Methods. The authors performed a retrospective cohort study (n = 1933 cases) using Los Angeles County STEMI database from May 1, 2008 through August 31, 2009. The database includes patients arriving at a STEMI Receiving Center (SRC) by ambulance who were diagnosed with STEMI either before or after hospital arrival. We compared the cohort of patients with prehospital cath lab activation to those activated from the ED within 5 minutes of first ED ECG. Outcomes measured were mortality, door-to-balloon time, percent door-to-balloon time <90 min, and percentage of false-positive activations. 

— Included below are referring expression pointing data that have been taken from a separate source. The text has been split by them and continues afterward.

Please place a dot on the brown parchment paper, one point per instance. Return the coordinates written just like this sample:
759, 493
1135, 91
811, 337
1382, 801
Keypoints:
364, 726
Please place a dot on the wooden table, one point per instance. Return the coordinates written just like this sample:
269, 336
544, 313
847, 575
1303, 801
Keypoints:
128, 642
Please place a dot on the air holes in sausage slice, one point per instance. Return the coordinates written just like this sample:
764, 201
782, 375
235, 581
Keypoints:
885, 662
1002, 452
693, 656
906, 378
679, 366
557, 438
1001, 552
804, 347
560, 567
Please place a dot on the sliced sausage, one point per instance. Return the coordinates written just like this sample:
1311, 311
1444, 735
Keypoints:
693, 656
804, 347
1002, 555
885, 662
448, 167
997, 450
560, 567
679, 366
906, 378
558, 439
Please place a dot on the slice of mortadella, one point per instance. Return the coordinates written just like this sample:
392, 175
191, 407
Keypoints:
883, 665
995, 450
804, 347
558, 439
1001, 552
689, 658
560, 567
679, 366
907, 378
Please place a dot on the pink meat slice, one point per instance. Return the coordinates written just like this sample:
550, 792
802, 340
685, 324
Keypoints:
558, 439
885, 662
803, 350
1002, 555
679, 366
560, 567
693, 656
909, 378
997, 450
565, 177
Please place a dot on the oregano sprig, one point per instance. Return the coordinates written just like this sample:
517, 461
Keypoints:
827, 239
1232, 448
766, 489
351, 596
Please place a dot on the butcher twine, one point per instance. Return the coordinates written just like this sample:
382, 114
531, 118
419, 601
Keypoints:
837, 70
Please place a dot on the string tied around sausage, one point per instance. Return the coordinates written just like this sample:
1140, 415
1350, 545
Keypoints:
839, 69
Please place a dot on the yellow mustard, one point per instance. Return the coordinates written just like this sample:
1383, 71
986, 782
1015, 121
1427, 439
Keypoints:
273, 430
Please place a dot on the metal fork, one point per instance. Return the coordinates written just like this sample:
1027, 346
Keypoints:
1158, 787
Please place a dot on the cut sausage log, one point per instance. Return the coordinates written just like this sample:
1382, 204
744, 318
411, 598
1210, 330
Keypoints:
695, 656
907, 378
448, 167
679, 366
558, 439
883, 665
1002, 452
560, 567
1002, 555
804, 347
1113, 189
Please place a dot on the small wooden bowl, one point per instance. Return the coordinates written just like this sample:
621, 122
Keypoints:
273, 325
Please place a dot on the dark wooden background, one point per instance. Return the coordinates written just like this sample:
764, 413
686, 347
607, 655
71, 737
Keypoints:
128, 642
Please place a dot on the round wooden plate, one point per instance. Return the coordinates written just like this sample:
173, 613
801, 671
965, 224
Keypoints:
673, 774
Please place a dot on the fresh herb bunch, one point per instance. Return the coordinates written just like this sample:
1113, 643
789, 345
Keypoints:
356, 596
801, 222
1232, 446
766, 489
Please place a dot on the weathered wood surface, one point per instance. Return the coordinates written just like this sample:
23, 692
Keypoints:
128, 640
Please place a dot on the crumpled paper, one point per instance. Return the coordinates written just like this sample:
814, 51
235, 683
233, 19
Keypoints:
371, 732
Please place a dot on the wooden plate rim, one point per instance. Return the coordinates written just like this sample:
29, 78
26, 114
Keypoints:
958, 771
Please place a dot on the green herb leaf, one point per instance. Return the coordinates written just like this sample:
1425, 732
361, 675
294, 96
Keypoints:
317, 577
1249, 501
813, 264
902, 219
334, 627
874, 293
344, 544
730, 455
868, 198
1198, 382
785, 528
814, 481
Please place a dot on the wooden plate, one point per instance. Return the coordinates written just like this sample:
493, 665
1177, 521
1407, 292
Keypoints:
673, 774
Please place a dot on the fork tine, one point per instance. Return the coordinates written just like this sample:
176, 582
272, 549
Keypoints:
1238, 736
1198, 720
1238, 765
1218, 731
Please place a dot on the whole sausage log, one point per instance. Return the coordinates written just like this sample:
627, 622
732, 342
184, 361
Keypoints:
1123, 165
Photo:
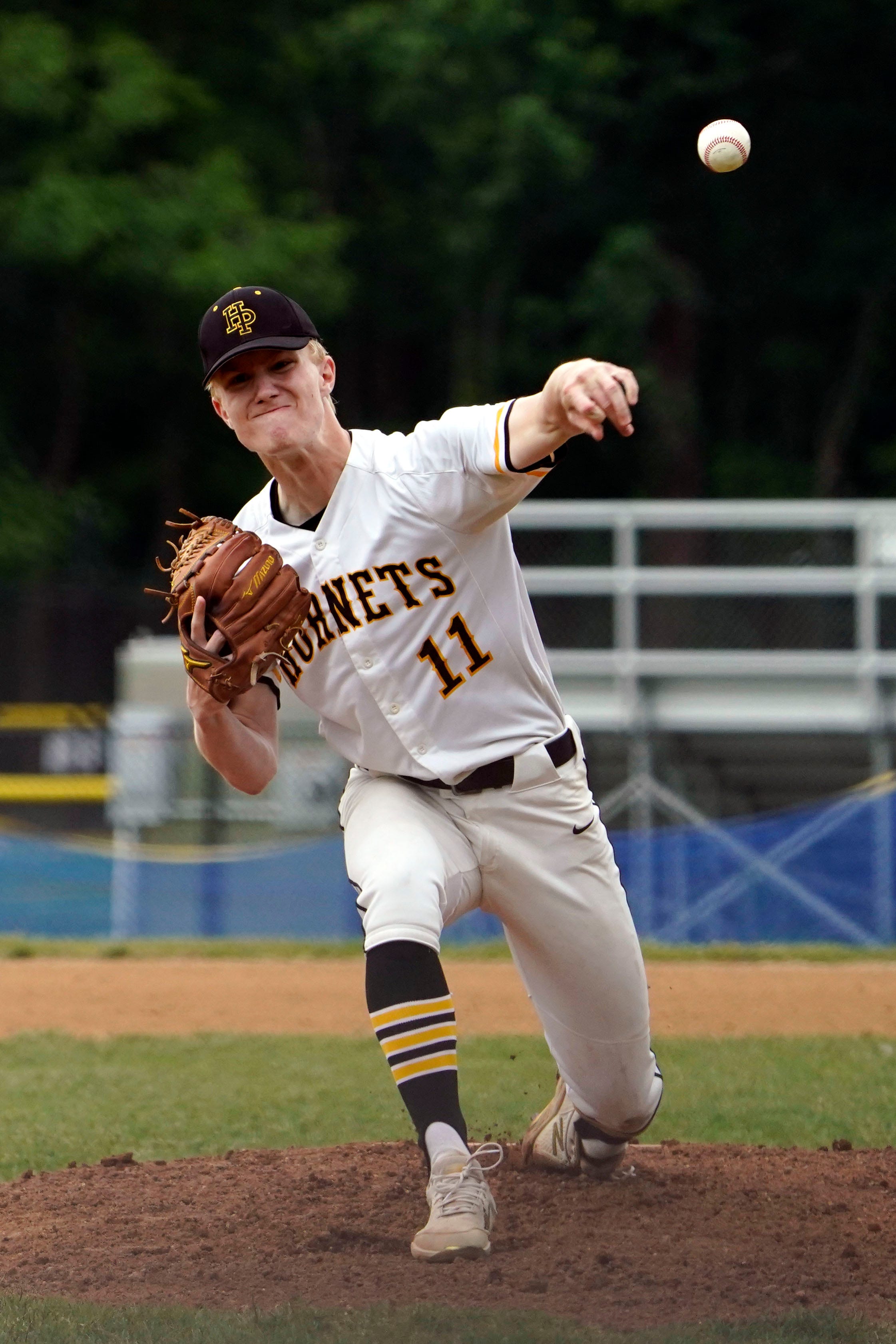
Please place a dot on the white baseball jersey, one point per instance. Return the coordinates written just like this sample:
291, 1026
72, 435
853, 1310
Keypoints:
421, 652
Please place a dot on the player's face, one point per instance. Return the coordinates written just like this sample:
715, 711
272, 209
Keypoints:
275, 400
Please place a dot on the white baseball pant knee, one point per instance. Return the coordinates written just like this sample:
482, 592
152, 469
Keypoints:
413, 870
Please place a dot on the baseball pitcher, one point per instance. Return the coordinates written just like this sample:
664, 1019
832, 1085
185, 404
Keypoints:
468, 790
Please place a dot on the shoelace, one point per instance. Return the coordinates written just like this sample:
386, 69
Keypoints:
465, 1191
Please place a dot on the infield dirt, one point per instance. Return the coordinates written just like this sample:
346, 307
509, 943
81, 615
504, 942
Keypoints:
699, 1233
181, 996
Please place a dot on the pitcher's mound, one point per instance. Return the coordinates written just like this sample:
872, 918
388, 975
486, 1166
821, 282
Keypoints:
698, 1233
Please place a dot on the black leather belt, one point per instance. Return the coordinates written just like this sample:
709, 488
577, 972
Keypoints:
499, 775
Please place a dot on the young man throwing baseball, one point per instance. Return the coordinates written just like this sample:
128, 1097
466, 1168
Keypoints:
468, 786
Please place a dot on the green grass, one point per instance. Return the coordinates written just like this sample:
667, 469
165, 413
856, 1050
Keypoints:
65, 1100
15, 947
49, 1322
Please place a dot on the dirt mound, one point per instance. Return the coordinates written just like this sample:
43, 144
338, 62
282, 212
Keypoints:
698, 1233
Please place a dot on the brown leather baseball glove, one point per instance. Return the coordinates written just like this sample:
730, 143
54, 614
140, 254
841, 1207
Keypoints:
252, 597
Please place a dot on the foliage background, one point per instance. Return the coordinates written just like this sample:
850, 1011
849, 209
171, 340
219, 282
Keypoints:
462, 193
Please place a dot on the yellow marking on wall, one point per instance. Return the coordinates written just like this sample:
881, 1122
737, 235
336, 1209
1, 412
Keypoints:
38, 717
56, 788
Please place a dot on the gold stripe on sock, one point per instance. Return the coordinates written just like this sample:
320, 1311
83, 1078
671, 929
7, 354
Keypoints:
428, 1065
395, 1045
408, 1011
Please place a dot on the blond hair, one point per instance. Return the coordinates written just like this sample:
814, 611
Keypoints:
316, 349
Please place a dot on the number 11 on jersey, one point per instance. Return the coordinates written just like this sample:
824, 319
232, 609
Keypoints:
430, 652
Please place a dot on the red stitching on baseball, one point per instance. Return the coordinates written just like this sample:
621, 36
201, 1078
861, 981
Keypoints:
723, 140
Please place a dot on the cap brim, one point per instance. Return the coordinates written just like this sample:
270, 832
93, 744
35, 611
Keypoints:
263, 343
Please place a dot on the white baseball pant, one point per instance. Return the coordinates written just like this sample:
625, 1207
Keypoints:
538, 857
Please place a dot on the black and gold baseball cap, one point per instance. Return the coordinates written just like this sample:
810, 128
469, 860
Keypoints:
252, 318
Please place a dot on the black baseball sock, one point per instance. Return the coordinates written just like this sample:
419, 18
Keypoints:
413, 1017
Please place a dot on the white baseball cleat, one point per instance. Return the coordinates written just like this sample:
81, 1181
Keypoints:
554, 1142
462, 1210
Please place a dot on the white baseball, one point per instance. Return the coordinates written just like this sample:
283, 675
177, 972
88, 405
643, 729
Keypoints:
725, 146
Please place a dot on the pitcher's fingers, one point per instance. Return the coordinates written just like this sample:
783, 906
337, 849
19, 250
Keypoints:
587, 424
613, 400
629, 383
582, 401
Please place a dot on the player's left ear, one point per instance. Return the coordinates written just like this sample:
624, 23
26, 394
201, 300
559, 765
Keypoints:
327, 373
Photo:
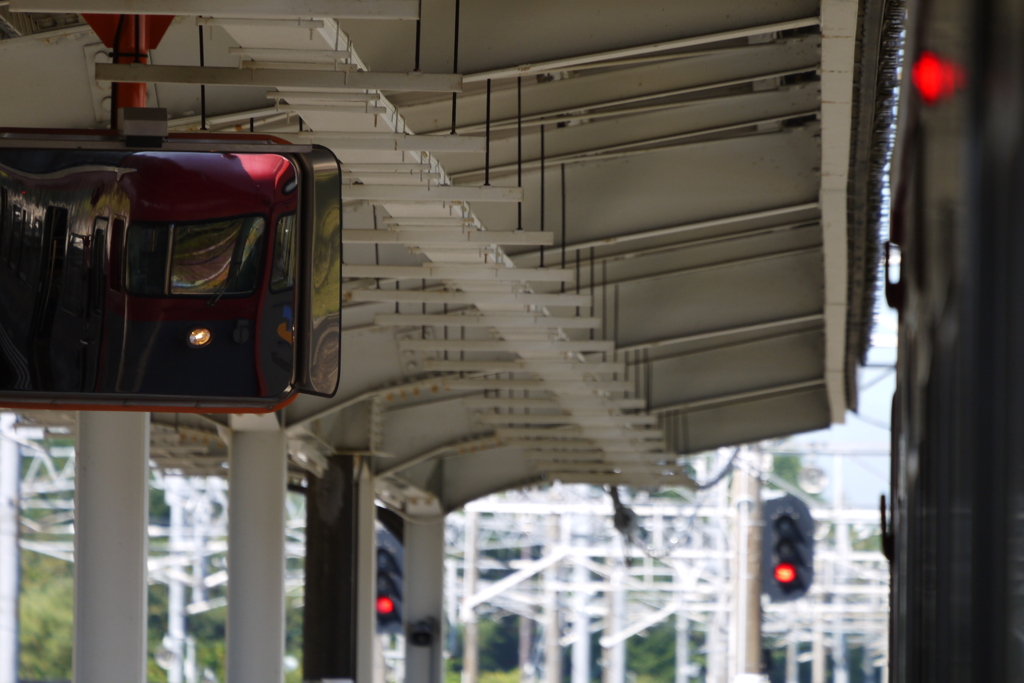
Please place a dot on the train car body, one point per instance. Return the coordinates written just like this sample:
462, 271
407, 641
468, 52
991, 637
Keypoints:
957, 545
147, 272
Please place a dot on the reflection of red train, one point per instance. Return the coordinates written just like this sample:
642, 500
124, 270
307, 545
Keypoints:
160, 273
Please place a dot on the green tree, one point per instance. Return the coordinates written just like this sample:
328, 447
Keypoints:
46, 610
652, 654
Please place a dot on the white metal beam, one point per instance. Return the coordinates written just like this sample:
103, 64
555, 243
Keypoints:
390, 141
137, 73
346, 9
502, 345
421, 194
738, 397
448, 238
494, 272
535, 321
566, 63
525, 365
573, 419
501, 298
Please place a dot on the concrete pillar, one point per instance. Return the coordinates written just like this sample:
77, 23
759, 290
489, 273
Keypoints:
173, 491
745, 638
613, 658
471, 640
9, 557
368, 643
682, 645
112, 513
581, 622
424, 599
329, 633
526, 672
256, 484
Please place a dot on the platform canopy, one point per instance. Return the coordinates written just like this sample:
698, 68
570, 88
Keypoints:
662, 242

Results. Prehospital cath lab activations had mean door-to-balloon times 14 minutes shorter (95% CI 11–17), in-hospital mortality 1.5% higher (95% CI −1.0–5.2), and false-positive activation 7.8%, (95% CI 2.7–13.3) higher than ED activation. For prehospital activation, 93% (95% CI 91–94%) met a door-to-balloon target of 90 minutes versus 85% (95% CI 80–88%) for ED activations. 

Conclusion. Prehospital cath lab activation based on the prehospital ECG was associated with decreased door-to-balloon times but did not affect hospital mortality. False-positive activation was common and occurred more often with prehospital STEMI diagnosis.